Adovcatus Commenti


The “Adovcatus Commenti” is a new role for the community manager staff. Her job is to collect standpoints and argumentation from the comment section. She actively engages in the conversation and asks for reasons and rationale behind standpoints and criticism. She asks critical questions and notes the answers to get a good understanding.

From that input she creates a list of positions and argumentation that is publicly accessible. That way she can refer to it in further conversations with other commenters. She can ask: “Is there any difference between your standpoint and no. 15 from the list?”

But crafting this list of arguments is just the first part of her job. The second part is a discussion with the author of the article. In that discussion the Advocatus Commenti tries to present the standpoints and argumentations from the list. She tries her best to act in place of the commenters she interviewed. This creates an opportunity for the author to answers all the questions and criticism in a structured and efficient way. The interview may last less than an hour. And after that, the work is done. She can move on to the next article and be done with the issue.
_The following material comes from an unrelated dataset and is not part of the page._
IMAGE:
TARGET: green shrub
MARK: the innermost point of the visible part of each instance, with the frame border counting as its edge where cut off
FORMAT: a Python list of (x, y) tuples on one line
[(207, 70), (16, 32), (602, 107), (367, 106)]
The discussion between the Advocatus Commenti and author gets transcribed and published as an addition to the original article. This is a very important point! If the conversation between author and commenter takes place in the comment section, nearly no one will ever notice it, because it gets buried in the comments. The discussion with the AC on the other hand can be placed very visible, so every reader who joins later will see it.

If an author writes one article per week and the Advocatus Commenti can do two articles per day, the newspaper organization has to employ one Advocatus Commenti for every fourteen authors. Does that sound correct?
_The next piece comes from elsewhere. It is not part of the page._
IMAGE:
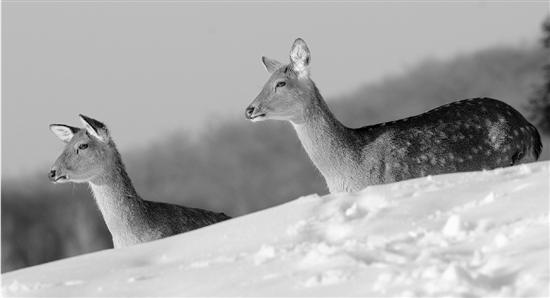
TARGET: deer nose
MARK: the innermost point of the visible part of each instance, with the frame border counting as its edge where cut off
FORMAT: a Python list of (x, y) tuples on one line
[(249, 112), (51, 175)]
The benefits of the Advocatus Commenti are fourfold:

  • The voice of commenters is heard (and therefore comments will become more articulate and less contagious). Good comments are rewarded by being acknowledged by the AC.

  • The author is held accountable for her writing. So the community becomes a controlling instance that can correct bad journalism (fifth power). This control mechanism might work as subsitute for the lost trust in journalism and might win some back in the long run.
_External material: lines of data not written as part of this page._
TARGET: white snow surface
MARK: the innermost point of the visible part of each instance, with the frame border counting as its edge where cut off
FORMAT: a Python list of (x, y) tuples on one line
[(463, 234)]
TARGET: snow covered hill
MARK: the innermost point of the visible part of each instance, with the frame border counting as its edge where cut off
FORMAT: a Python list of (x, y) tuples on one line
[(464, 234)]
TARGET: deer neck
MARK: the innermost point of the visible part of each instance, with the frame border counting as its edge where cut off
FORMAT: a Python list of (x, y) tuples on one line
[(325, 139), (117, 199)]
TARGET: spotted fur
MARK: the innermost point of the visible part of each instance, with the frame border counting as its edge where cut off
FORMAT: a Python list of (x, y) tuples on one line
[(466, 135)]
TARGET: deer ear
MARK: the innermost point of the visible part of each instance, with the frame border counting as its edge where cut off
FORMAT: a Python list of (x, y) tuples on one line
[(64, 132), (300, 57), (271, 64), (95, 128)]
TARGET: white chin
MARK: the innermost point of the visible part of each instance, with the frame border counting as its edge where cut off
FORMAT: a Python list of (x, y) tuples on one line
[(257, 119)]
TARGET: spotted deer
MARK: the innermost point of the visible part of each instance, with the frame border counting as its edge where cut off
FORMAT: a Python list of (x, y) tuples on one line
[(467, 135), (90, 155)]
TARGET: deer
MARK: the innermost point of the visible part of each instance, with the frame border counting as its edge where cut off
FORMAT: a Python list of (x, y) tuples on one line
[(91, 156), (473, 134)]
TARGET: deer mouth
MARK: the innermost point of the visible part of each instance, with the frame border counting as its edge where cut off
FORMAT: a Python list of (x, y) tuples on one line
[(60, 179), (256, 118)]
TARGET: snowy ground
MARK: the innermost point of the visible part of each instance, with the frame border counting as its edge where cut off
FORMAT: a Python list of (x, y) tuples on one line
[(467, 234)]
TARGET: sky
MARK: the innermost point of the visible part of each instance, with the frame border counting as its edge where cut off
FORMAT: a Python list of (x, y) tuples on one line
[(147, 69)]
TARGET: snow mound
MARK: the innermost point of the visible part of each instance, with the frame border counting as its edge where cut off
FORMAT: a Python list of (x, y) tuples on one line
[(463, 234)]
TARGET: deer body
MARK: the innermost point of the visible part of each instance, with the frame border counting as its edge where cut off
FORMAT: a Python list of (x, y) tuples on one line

  • The author has an efficient way to publicly – and very visible – respond to criticism without reading the actual comments (and get burnt by the aggression). The discussion with the AC is respectful and has an defined end, so there is no fear of drowning in an endless, fruitless conversation.

  • Readers of the article also do not have to wade into the comment section and deal with the white noise of multiple conversation. The transcribed discussion with the AC is more pleasant to read, because it is more dense and respectful, but still manages to address questions and criticism, that the reader might have himself.

###So, what do you think? Should journalism add the Advocatus Commenti to the team?

Notification to: @sydette, @andrew_coral, @Egrdina, @greenie, @hinschauer, @njisaf, @smcnally, @thebestsophist @Burgos, @colinmegill


This is really interesting Christoph. I’m wondering what other jobs and workflow changes could be implemented for more community minded journalism?


This is a great idea, but there are 3 issues: 1) the time it takes to do an argmapping that is not collectively generated is a lot, 2) argmapping of large posts with many mixed ideas and pros/cons and issues is subjective and that leads to third most important problem that an argmapping generated by an expert often is not legitimate. That is why the current solution is to collaboratively create the argmapping with facilitators. But the previous approach has been successfully applied only in simulations in mini-publics and e-deliberations in which the organizers invest a lot of resources in engagement, not in the wild in the comment section of online news. We are planning to try it out in our next experiment. The class of tools that is designed to do this is called CCSAV, collaborative computer supported argument visualization tools. CSAV are really old, CCSAV are more recent but insofar they have been so cumbersome that they have been used only in simulations.


This would be a valuable role. As you’ve detailed it, the Advocatus Commenti would enrich current conversations and also be a source of ideas for items to be published as follow-up and related pieces.

Your note here deserves especial attention:

There need to be more ways to highlight and surface comments of note in-line so that, even without further treatment, worthwhile points are not easily buried. With or without a dedicated Advocatus Commenti role or additional transcription and publishing, highlighting worthwhile comments helps create the kind of virtuous cycle we need to provide incentive for thoughtfulness. It also helps deëmphasize less-thoughtful comments which removes some of the incentive for rudeness and incivility.

Community Management positions, in general, can be difficult to fund. A specialization like the Advocatus Commenti would be more so. The work Coral Project is doing to show the value in richness of conversation and community will help change that. @sydette notes workflow changes that might streamline this work. @paolo notes the benefits of distributing tasks around mapping arguments. There are related points made in the research just released I plan to follow-up on another thread. All of these would help bring the role you define to life. Using the role as you describe also as a source of new stories for publishing will help, too: it can turn the entire back catalog of conversation into a trove of new material in addition to the comment section.